Well, people are not starting the school day at 11. There are many open and willing to really use science. If we really were open to it then we would have to understand the diet, processed foods, and when the like do have effects just like the stress that I was talking about. But other constitutional factors like sleep matter as well.
Audience Question: Your philosophy is very compelling, but I have a few concerns with it. What is this information of a young generation of getting a participation trophy just for showing up? And the second one is to those people who are brought up in this context fight, how do they react to the boss [who is not nurturing in a positive way under that pressure]?
Dr. Pamela Cantor: I think that there’s a counter thread in the question that relates to the issue of calibration, of discomfort. I think on the subject of trophies for showing up, I just think that’s a total disservice to children. It doesn’t enable them to build skills, mindsets, habits if they don’t know how to lose. If they don’t know how to fail.
And teaching failure, and teaching what failure can mean to growth is one of the best things that any adult can do for a child. But, there is such a thing as calibration in the ways that children are allowed to fail, and who is talking to them at that moment of failure?
Is it a person whose voice conveys get back up and try again or tells a story about something that happened to them? But the point of the adult at that moment is to get them back up again. And to get them to try again. The other one you were talking about I also think is an issue of calibration, because if children do develop the kinds of skills, mindsets, and habits that I was talking about, they’re resilient.
They are not going to fold if somebody isn’t like their mom, their dad, or their best teacher. I think if you look in your life at those that nurtured you, one of the things that nurturers gave you was the ability to sustain yourself during those difficult times. But I think what both of these things have in common is that the responsibility of the adult is to prepare the child for life.

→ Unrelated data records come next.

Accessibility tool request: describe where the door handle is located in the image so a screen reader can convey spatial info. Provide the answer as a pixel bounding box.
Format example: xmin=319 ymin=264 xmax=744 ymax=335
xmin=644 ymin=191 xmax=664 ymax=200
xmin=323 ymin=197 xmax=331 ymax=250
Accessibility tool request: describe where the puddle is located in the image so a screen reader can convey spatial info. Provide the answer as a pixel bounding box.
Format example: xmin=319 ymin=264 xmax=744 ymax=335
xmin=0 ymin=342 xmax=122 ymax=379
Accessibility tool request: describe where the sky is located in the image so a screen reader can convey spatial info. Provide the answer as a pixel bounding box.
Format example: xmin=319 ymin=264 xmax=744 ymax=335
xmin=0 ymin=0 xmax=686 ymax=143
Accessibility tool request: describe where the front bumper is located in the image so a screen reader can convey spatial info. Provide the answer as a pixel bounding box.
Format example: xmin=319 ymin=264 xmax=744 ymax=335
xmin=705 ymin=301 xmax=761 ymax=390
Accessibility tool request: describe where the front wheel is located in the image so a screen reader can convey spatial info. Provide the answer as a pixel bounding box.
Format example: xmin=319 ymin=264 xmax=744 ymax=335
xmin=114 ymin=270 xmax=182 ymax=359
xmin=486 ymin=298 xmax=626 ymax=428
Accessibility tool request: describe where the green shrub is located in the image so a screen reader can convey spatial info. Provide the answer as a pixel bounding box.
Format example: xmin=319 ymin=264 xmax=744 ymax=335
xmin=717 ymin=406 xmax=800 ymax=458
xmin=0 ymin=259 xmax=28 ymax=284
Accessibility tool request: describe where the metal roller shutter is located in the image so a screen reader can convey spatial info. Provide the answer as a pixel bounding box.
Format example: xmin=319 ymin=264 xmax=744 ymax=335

Audience Question: If the saying “don’t shoot the messenger “is probably thrown around for a reason. That people often, rather they create a protection, which is often just sort of a self confidence. Just stands in the way of learning failure. I understand what you’re saying, but I worry to take my own.. to school, but I’m trying to worry about sales. How are you that person who’s nurturing, and tell us during that whole failure that there is a truth behind that failure, and that you should get up and dust yourself off, and do it in a positive nurturing way? And still the person responds to you positively for being the messenger or waking you up to the fact that the person was not in hindsight for a negative reality has a point?

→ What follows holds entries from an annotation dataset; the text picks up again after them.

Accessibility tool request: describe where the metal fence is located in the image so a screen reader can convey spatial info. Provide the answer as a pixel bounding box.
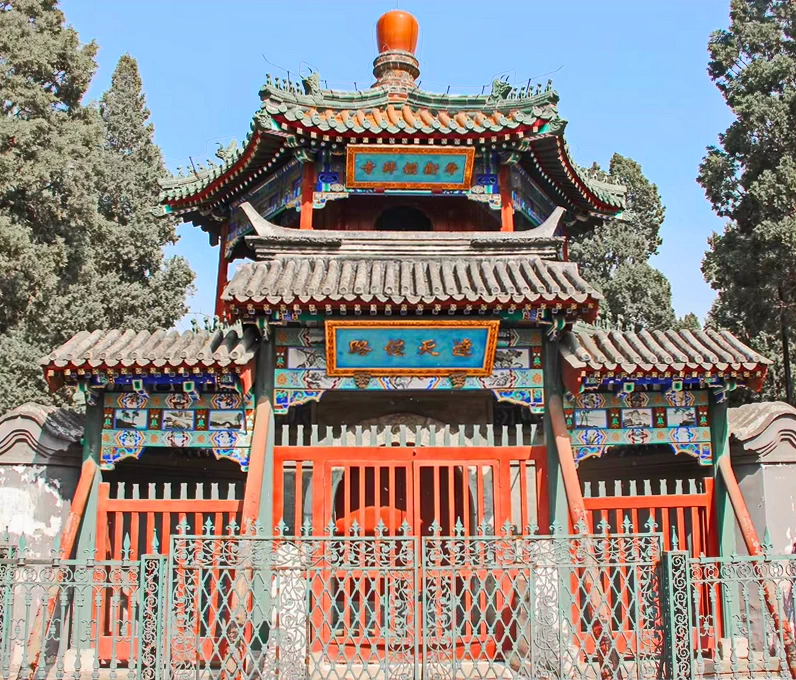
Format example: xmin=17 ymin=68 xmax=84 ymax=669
xmin=0 ymin=524 xmax=796 ymax=680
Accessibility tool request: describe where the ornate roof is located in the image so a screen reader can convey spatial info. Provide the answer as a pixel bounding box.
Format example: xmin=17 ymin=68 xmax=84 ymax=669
xmin=41 ymin=327 xmax=259 ymax=387
xmin=161 ymin=85 xmax=625 ymax=226
xmin=560 ymin=326 xmax=771 ymax=393
xmin=222 ymin=256 xmax=602 ymax=311
xmin=222 ymin=203 xmax=602 ymax=312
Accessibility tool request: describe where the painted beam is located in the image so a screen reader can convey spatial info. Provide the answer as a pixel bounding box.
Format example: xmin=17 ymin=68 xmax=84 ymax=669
xmin=216 ymin=222 xmax=229 ymax=319
xmin=241 ymin=327 xmax=276 ymax=534
xmin=708 ymin=394 xmax=737 ymax=557
xmin=498 ymin=165 xmax=514 ymax=231
xmin=299 ymin=160 xmax=315 ymax=229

Dr. Pamela Cantor: Let’s look at this as a triangle where you’re the dad, and your child is saying to you something that an adult said to them that was critical of the behavior or result. One option that you have is to soothe and comfort and all of that. Tell them that they’re still the greatest kid in the world.

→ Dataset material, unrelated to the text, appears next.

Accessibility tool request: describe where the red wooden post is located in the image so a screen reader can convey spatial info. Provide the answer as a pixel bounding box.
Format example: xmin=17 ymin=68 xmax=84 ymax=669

But the other possibility is to extract the truth that the child at that moment can’t see, because they’re just in too much pain, and that sentence goes something like this person might have done you the biggest favor in the world. Let me tell you why. Then if children believe that they’re not the only one to whom this happened. Especially if they’re teenagers, that’s really helpful.
Because when you think it’s just you that’s the loser, I hate to use that word these days, but, that’s really painful. So, giving a child a sense that you will always tell them the truth in what’s happening. You’re never going to pussyfoot around that, but you’re also going to do something that enables them to cope and grow.
David Wasserman: Pam, Brigid – thank you for joining us and leading this excellent discussion and presentation on the School of the Future.